Greg Phelps, Tracie Thomason, Abbi Hawk, and Grant Davis;
photo by Jay McClure
Blocking is a concern off-stage as well. Traffic patterns backstage can be as complex as those on-stage. Especially during Act 5, which involves a lot of rapid entrances and exits, skirmishes, and dragging dead bodies off-stage, I heard the actors discussing who could be in the discovery space or not at which times. But beyond that, the space in the rest of the theatre matters as well. As anyone who has ever taken a Playhouse Tour knows, the actors and production team arrange props and costumes methodically backstage. Chris Moneymaker had to remember to move the ARS props-gathering table away from the area of Tyson inhabited by the Tempt Me Further tour until they head back out on the road, to avoid any collisions or mix-ups.  I heard John Harrell refer to the "band corner" -- a section of the downstairs area set aside during this time for instruments and music rehearsals.

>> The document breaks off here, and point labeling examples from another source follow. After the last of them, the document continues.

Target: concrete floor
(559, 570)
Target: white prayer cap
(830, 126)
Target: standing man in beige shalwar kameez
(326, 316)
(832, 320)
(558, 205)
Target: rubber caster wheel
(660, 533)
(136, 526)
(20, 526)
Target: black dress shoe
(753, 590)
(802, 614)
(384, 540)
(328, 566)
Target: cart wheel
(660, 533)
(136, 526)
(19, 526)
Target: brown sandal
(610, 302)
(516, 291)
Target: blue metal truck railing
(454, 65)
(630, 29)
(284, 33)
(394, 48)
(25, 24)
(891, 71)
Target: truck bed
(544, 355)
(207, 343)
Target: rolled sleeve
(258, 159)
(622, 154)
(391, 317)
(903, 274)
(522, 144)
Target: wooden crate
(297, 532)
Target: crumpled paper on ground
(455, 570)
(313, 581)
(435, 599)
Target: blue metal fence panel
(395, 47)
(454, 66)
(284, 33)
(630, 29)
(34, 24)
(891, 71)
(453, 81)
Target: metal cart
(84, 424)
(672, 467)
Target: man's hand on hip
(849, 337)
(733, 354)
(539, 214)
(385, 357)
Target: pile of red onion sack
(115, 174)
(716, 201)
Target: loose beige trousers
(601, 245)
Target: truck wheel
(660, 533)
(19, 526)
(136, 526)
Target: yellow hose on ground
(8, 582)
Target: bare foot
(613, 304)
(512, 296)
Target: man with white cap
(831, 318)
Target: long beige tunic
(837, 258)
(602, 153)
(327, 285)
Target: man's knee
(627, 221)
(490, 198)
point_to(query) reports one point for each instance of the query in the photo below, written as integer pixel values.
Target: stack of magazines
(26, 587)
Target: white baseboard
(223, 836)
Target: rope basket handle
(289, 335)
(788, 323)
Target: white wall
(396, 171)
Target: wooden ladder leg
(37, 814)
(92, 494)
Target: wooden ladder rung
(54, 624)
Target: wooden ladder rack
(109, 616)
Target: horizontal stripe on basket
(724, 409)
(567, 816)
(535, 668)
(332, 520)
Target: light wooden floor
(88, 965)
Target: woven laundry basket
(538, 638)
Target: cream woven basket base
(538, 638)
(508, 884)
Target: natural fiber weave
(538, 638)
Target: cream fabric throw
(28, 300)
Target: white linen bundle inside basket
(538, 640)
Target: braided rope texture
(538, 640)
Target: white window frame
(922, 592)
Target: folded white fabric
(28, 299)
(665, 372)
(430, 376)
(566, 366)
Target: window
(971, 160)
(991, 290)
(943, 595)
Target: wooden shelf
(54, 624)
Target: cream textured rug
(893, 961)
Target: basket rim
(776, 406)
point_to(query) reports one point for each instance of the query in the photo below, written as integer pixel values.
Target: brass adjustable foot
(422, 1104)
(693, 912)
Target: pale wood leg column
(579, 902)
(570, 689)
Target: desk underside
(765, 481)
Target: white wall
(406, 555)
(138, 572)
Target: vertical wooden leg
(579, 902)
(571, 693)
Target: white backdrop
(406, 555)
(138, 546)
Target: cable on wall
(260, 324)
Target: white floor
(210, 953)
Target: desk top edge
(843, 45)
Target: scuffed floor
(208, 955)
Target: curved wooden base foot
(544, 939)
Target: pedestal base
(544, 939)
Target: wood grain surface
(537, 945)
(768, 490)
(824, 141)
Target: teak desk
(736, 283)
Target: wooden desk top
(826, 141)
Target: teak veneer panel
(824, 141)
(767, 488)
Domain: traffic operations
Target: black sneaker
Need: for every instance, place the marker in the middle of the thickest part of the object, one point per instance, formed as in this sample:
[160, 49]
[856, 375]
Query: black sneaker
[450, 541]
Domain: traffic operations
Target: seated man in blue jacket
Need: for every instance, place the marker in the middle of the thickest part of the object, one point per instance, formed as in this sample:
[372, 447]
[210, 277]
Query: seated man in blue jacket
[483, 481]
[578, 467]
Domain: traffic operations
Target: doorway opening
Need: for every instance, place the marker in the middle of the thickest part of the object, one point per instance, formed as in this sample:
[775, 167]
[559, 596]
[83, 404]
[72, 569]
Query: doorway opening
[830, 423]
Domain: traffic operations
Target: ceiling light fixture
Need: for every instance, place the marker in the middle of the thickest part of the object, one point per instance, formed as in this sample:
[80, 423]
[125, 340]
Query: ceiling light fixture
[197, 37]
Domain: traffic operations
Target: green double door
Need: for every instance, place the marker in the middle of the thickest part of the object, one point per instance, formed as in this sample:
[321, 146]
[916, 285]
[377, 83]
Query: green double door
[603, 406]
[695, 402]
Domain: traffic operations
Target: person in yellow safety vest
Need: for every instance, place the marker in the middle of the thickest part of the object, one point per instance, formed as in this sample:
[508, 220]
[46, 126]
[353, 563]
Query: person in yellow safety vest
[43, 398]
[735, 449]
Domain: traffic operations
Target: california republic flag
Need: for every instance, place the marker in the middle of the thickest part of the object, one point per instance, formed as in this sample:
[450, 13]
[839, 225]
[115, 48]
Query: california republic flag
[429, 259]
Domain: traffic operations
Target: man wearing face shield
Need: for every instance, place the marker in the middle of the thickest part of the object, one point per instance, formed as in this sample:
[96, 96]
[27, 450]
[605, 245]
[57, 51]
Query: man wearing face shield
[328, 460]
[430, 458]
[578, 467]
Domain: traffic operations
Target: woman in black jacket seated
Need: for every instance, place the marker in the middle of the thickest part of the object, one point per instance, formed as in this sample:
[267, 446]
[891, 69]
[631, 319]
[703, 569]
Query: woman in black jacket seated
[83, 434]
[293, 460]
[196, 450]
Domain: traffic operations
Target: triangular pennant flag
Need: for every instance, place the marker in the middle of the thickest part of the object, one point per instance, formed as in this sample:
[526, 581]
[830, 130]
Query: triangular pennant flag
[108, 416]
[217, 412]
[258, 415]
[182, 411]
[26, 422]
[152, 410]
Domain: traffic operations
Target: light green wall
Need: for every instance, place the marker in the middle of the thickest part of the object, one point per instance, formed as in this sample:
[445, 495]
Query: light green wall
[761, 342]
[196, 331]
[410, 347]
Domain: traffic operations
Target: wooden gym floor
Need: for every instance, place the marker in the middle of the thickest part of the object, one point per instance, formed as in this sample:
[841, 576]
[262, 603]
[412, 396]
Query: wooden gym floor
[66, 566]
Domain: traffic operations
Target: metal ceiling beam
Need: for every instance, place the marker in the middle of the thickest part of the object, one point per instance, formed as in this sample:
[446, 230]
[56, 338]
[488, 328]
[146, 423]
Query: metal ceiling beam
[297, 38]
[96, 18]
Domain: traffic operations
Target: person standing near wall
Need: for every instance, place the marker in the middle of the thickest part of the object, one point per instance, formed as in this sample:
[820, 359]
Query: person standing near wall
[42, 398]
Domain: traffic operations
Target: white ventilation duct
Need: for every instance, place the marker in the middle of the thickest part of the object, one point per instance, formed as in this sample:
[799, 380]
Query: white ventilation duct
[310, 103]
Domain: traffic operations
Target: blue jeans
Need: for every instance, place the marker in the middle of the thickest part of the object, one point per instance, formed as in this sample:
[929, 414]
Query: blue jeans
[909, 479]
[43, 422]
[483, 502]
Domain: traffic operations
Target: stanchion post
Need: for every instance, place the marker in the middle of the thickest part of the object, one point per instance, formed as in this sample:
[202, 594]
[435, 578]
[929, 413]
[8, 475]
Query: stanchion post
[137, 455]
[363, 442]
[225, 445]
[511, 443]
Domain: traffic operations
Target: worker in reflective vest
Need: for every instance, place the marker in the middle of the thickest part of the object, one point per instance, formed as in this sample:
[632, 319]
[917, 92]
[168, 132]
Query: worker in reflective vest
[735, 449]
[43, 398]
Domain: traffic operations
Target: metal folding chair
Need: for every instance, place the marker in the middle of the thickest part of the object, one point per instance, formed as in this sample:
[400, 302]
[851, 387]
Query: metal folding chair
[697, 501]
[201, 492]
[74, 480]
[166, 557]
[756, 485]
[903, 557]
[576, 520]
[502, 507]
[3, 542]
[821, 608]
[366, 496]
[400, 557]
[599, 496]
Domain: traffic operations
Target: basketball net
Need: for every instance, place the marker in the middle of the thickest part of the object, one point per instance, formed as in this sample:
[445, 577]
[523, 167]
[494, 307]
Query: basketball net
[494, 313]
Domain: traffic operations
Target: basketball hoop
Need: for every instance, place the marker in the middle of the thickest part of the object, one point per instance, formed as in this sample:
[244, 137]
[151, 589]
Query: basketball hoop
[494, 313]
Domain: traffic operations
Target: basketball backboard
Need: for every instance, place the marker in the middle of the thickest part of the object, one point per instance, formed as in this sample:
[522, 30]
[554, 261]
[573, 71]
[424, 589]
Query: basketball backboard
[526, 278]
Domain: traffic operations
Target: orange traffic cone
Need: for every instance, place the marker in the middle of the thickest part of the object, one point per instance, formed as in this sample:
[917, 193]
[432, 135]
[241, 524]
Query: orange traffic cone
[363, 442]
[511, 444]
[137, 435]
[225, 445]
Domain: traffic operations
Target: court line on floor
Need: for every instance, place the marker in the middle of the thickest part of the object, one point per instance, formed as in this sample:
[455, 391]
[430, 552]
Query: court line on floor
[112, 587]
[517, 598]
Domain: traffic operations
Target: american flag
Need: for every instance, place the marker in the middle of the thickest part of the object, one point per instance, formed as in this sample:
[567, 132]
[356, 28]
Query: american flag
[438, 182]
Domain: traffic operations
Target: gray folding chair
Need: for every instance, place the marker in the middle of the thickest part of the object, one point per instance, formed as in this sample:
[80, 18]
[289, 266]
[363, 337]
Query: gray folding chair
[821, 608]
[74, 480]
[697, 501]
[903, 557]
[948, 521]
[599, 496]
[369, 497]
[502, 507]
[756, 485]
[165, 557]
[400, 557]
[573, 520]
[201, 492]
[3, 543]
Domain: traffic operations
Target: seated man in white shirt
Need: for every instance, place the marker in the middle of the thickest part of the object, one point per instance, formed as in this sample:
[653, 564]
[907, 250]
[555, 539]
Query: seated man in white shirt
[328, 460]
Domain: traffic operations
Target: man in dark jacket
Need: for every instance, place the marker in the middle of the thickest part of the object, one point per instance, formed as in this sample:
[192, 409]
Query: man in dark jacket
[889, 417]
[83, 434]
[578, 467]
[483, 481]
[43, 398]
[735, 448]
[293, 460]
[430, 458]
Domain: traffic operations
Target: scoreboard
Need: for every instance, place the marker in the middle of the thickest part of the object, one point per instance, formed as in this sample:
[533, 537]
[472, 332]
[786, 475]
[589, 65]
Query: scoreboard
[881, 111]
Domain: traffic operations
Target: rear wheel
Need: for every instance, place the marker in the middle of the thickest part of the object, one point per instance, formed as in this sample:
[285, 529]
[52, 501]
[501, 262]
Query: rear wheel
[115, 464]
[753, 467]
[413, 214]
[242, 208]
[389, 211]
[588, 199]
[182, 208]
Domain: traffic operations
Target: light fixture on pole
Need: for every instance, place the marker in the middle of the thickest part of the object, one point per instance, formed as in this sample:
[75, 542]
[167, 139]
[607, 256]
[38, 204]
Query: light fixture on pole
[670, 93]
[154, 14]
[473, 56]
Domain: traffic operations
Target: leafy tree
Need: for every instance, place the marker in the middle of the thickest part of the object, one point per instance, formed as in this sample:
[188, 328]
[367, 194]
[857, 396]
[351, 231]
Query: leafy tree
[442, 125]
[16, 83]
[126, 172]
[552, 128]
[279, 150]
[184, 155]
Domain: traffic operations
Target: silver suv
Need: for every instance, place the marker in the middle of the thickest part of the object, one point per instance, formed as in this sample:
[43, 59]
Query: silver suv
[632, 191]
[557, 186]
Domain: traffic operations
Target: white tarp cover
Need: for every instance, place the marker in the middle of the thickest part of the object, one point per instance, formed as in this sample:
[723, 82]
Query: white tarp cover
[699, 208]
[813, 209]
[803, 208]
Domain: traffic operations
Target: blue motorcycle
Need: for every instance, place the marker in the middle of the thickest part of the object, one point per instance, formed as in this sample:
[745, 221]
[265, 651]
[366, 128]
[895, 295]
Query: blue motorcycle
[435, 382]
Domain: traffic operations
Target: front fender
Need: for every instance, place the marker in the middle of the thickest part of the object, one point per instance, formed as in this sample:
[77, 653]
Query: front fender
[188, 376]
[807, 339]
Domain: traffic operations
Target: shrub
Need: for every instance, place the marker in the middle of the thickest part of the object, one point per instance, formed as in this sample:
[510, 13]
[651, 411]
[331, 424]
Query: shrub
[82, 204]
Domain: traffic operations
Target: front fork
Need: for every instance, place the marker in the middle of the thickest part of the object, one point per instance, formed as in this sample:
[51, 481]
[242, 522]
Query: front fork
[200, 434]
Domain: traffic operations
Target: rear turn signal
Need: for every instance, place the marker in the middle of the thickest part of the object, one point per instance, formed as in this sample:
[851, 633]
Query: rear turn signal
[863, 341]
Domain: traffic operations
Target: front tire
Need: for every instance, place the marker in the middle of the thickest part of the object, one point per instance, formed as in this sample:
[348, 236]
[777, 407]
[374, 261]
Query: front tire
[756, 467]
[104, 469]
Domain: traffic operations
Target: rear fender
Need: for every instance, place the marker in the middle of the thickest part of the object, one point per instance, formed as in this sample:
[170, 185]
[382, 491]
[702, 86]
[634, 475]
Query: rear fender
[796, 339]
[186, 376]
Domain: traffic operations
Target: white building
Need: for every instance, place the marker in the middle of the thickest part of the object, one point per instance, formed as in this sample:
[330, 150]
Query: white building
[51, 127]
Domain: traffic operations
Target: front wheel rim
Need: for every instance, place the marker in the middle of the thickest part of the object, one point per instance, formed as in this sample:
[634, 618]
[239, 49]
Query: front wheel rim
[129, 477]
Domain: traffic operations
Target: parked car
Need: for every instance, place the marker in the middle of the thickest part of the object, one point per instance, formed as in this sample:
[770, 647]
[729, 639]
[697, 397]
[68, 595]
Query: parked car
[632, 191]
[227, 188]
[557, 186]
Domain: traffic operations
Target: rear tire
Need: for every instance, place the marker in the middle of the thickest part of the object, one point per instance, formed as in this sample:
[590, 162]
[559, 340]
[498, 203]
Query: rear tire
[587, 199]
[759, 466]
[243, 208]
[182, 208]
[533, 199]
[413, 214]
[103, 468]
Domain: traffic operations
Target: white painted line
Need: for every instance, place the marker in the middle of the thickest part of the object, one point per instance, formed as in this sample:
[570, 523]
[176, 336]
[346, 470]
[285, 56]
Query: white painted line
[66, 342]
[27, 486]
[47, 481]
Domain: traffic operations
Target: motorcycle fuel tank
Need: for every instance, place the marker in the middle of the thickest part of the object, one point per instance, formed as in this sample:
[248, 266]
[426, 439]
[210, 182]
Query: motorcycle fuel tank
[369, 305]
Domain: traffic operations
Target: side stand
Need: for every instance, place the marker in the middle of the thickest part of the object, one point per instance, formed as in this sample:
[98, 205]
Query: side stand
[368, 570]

All of these little considerations build together into the background flow of the play, the moving pieces that the audience never sees but which are absolutely critical to a smooth performance.

Throughout the rehearsal process, what struck me most was the blend of communication and organization that makes the Ren Season run. These actors work well together and share a common language, making them a well-oiled machine -- even though this precise troupe has never worked together before. Sarah and Dan are returning after seasons away from the ASC, and Ronald, Grant, Abbi Hawk, and Tracie Thomason were all here in 2012 but are new to the Ren Season. The ASC embraces the ensemble nature of theatre and performs in repertory year-round, but the Ren Season brings all of the necessary components into sharper focus. The result is a season unlike any other, full of its own special (and sometimes frenetic) energy.